Lo studio è stato condotto nel marzo 2023 su circa 1.010 adolescenti statunitensi di età compresa tra 13 e 17 anni e un numero simile di adulti. Il 60% degli adolescenti ha dichiarato di essere d’accordo con almeno quattro delle affermazioni cospiratorie che sono state fornite, rispetto al 49% degli adulti. Tra i giovani che dichiarano di trascorrere almeno quattro ore al giorno su uno o più social la percentuale sale al 69%.
Le dichiarazioni in questione includevano “i pericoli dei vaccini sono nascosti all’establishment medico”, “gli ebrei hanno un controllo sproporzionato sui media, sulla politica e sull’economia”, “esiste uno ‘stato profondo’ incorporato nel governo che opera in segreto”. ” e “l’immigrazione di massa nel mondo occidentale è una politica “Un multiculturalismo deliberato e parte di un piano per sostituire i bianchi”.
L’organizzazione no-profit dietro questa indagine si chiama Center for Countering Digital Hate (CCDH). Come suggerisce il nome, si occupa principalmente di combattere i contenuti che incitano all’odio online. Parte del sondaggio mira a verificare se i partecipanti sono consapevoli dei rischi derivanti dalla diffusione di contenuti che incitano all’odio online. A questo proposito, il divario generazionale è diventato ancora più marcato, questa volta a favore dei giovani: l’83% delle persone tra i 13 e i 17 anni concorda con l’affermazione che i commenti offensivi o offensivi online hanno conseguenze nel mondo reale – “offline” – rispetto al 68% degli adulti.
Un genitore su cinque concorda sul fatto che i social media hanno un impatto negativo, da un lato, sulla salute mentale dei giovani e, dall’altro, sulla loro immagine corporea.
Gli studi condotti negli ultimi anni sui gruppi maggiormente a rischio di cadere nelle trappole della disinformazione giungono spesso a conclusioni contrastanti: tutte le fasce d’età e tutte le classi socioeconomiche, uomini e donne, sono colpite in misura diversa.
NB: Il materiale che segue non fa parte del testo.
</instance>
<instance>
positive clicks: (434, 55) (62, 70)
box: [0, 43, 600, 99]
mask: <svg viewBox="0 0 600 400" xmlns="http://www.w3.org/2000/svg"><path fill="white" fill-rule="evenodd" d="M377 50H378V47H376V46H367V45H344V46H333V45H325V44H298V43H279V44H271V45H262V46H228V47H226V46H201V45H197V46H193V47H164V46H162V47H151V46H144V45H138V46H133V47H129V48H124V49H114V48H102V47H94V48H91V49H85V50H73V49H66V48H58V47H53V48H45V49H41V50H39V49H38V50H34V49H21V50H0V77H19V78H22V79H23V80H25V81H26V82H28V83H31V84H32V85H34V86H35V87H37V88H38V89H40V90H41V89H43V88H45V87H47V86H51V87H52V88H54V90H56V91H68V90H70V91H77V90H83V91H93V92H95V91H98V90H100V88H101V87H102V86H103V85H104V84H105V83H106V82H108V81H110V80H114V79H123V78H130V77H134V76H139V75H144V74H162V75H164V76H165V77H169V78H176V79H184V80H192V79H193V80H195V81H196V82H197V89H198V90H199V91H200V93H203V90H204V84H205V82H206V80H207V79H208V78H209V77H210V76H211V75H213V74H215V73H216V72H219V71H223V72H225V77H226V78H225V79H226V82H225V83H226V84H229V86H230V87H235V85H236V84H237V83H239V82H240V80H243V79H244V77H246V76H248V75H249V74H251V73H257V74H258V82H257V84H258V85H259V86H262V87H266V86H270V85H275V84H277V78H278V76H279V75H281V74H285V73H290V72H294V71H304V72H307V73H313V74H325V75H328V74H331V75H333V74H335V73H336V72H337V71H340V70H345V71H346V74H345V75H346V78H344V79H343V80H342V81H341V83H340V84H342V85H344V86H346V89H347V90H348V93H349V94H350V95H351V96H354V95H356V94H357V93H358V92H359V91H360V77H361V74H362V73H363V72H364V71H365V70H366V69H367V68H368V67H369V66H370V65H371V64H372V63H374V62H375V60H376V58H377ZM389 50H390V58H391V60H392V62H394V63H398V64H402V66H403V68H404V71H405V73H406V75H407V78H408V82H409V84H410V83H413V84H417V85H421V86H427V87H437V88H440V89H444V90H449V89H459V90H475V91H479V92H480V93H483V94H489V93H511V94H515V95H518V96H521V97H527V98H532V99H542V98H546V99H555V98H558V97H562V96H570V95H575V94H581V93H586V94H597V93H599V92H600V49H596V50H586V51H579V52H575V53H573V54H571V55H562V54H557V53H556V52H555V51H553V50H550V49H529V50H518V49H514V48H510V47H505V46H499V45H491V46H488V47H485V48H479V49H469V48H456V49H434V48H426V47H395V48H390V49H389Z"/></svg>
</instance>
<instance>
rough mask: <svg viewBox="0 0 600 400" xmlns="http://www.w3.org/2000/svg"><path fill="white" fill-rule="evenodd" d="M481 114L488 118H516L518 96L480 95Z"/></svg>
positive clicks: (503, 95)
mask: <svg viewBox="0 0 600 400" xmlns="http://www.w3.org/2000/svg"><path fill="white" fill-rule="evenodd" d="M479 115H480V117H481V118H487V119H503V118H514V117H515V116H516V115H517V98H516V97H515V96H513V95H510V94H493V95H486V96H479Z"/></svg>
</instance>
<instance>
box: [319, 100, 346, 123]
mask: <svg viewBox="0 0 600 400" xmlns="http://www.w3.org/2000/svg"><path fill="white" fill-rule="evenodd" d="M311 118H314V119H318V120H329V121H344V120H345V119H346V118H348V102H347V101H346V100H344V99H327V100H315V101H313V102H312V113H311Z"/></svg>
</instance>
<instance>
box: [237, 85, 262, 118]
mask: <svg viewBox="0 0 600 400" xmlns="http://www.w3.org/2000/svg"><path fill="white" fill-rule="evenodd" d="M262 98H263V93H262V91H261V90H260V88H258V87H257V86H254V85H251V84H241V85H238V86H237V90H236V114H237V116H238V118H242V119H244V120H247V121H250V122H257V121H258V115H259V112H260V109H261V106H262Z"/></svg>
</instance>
Nonostante il fatto che gli adolescenti Almeno quanto gli adulti La scoperta di notizie false quasi dieci anni fa ce lo ha ricordato Non perché siano “nati” con questi strumenti Sono più attenti.
Tuttavia, anche quando alcuni gruppi si distinguono più di altri, un fattore sembra fare una grande differenza: dare priorità all’informazione attraverso i social media.
Questa indagine fa seguito a un simposio organizzato dal Consiglio consultivo sui diritti umani nel 2022 a Washington, con rappresentanti degli Stati Uniti, dell’Unione europea e di alcuni altri paesi, in cui ha suggerito possibili soluzioni legislative: in particolare regolamentare le piattaforme per garantire che il loro “ prodotti” sono “sicuri per il pubblico, soprattutto per i minori”.
come introduzione al suo nuovo documentoIl capo del Consiglio consultivo per i diritti umani non nasconde le intenzioni del suo lavoro: “Non esiste uno standard globale per ritenere responsabili queste entità molto potenti” che rappresentano le piattaforme di social media. Ciò nonostante le ampie prove dei suoi “potenti impatti negativi sulla nostra salute mentale, sulle nostre famiglie, sulle nostre comunità, sulla scienza, sulla tolleranza e sull’integrità della nostra stessa democrazia”.